A welcome return to The Guild and the X&Y Festival, Getintothis‘ Emma Walsh goes back to her student stomping ground for an evening of the best music from home and abroad.
Opening it’s brand spanking newly painted doors to Liverpool’s gig goers, The Guild played host to X&Y Festival. It was rather odd being back in the hub of Liverpool University, everything was so clean and fresh and shiny – we were relieved to find later that the downstairs toilets still look like something out of the Hostel horror series.
Thankfully things were a bit brighter on the Courtyard stage where Natalie McCool was warming up a sun soaked crowd in a room which might as well be a greenhouse.

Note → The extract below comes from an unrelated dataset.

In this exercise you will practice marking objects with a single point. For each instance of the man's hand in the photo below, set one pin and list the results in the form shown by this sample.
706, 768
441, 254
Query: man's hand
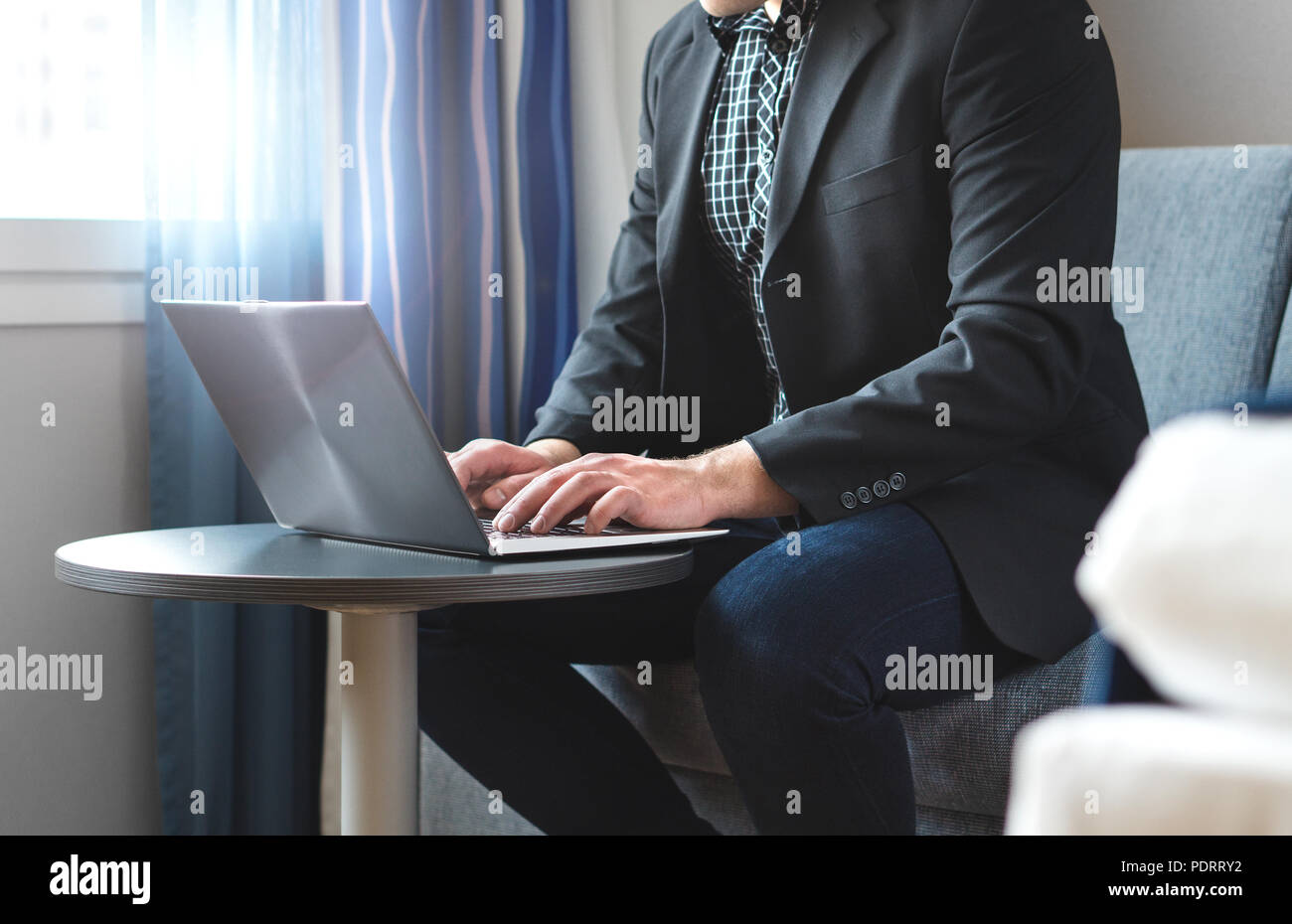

It’s still a surprise that a headline act like McCool ever graces a stage before the sun goes down at a festival not that seems to make a difference to her with a typically kick ass performance, Thin Air going down particularly well.
One little problem that made itself impossible to ignore at the shiny new Guild (apart from the lack of ice by 6pm) is the very obvious botheration of putting two stages in close proximity without any dead space in between to buffer out the clash of sounds making for a bit of a headache when two bands took to the two stages at the same time.
Black Mountain Light, a band of the Lumineers/Mumford variety delivered good old rustic folk with beards and blues harmonies that wouldn’t have been out of place on a Richmond Sausages advert, but as soon as the awesome Broken Men kicked off on the smaller stage next door, Black Mountain Light had lost our attention.
But who could blame us, Broken Men are boss. They make us swoon with their grunged up rock and a voice that Tom Smith of Editors aspires to match, and here in their dream team formation with Natalie McCool they’re the first act to really grab the audience by the proverbials and fill that dreaded vacuum just in front of the stage.
As the evening got going we were treated to standout performances from Matthew and the Atlas in Mountford Hall and Racing Glaciers in the Courtyard, but few could match up to the pretty phenomenal set from Catfish and the Bottlemen. This was starting to feel like a real festival with a jam packed Mountford Hall, crowd surfers, strobe and girls atop of boyfriends’ shoulders. Big tunes Pacifier and Kathleen were welcomed with outstretched open arms and choral approval creating that long awaited X&Y buzz.
From here it just stayed special with Little Comets kicking up a socially conscious storm over in the Courtyard. There’s something bright and vibrant about Little Comets despite the sharp, unforgiving grit of the subject matter (one of their stand out songs, Violence Out Tonight, is about rape and victim-blaming). The lyrics of A Little Opus were particularly at home in The Guild, a song which berates the elitism of the political class (“I’d rather starve than become a member of your old boys club, sooner depart than see the ascension of the Bullingdon”). It was all over too soon. Thankfully, they’re coming back in October for another love in at The O2.
Canadian indie folkers Half Moon Run drew the night to a close in Mountford Hall and as charming to tired ears as their cottony tones and arrangements were, once we’d heard Full Circle the big player in their repertoire we had regressed full circle to a student stereotype, sinking a (not so cheap anymore) cider and going in search of something deep-fried.
First Class Honours for X&Y. A welcome back to Mountford Hall and The Guild, but comforting as the familiarity of skanky toilets was on our long overdue return, a lick of paint wouldn’t go amiss in the bogs either.